La fe está fuertemente ligada a la memoria del origen noble del pueblo: venerar a los dioses y honrar a los antepasados kshatriyas van de la mano, como partes de una misma identidad transmitida de padres a hijos. Los ritos domésticos, los templos locales y las ofrendas a las divinidades de la familia se suman a la devoción a los grandes dioses hindúes, formando un tejido religioso que sostiene tanto la vida espiritual como el sentido de pertenencia a la comunidad saini.
La mayor parte de los sainis vive en la India y habla hindi, lengua a la que la Biblia ya ha sido totalmente traducida, aunque pocos la hayan leído o siquiera tenido un ejemplar en sus manos. En Pakistán, donde una pequeña parte del pueblo habla saraiki, el Nuevo Testamento está disponible y existen grabaciones de historias bíblicas en audio. La película Jesús también se ha producido en esos idiomas, pero el acceso real de un saini común a las Escrituras todavía depende casi por completo de que alguien se las lleve.

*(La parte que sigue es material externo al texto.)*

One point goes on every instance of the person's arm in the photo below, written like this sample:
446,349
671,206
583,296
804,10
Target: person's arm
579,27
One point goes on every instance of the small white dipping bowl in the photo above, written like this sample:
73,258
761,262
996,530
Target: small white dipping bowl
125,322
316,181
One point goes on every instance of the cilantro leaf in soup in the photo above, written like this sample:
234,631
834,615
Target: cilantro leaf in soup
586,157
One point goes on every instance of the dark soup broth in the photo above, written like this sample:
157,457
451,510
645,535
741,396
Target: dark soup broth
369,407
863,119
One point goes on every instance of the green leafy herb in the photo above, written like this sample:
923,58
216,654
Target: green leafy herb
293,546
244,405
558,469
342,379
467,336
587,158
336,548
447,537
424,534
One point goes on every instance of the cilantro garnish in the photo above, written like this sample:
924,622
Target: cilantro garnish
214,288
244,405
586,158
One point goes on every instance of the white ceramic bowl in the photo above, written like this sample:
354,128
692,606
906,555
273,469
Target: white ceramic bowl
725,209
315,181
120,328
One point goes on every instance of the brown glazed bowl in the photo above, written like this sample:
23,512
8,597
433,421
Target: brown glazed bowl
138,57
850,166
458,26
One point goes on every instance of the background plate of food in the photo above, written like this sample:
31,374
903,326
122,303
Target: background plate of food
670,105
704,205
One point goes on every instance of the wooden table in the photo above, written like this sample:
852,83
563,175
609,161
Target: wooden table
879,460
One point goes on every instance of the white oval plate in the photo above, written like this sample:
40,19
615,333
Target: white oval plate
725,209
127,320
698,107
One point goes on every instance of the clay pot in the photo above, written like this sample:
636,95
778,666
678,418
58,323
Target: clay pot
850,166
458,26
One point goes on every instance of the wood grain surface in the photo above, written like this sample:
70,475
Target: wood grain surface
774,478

Entre los sainis, la identidad hindú y el orgullo por la ascendencia real kshatriya están profundamente entrelazados con la pertenencia a la casta y a la familia. Dejar el hinduismo se ve como romper con el linaje, con el gotra y con el lugar del individuo dentro de la red de parentesco que organiza los matrimonios y la vida social. A esto se suma la casi total ausencia de iglesias o de testimonio cristiano dentro de la comunidad: para la mayoría de los sainis, seguir a Jesús nunca llegó a presentarse como una posibilidad real, lo que mantiene al pueblo entre los menos alcanzados del subcontinente.
Como muchas comunidades agrarias del norte de la India, los sainis enfrentan los desafíos comunes a la vida en el campo, como la dependencia de las lluvias y la variación de precios de las cosechas, junto a la búsqueda de oportunidades para los jóvenes que dejan la tierra rumbo a las ciudades. Por encima de todo, al pueblo le falta casi por completo una presencia cristiana viva en su medio: prácticamente no hay iglesias, comunidades de fe ni discipuladores que hablen su idioma y conozcan su cultura, lo que los deja sin acceso a alguien que pueda presentarles a Jesús de forma comprensible y respetuosa.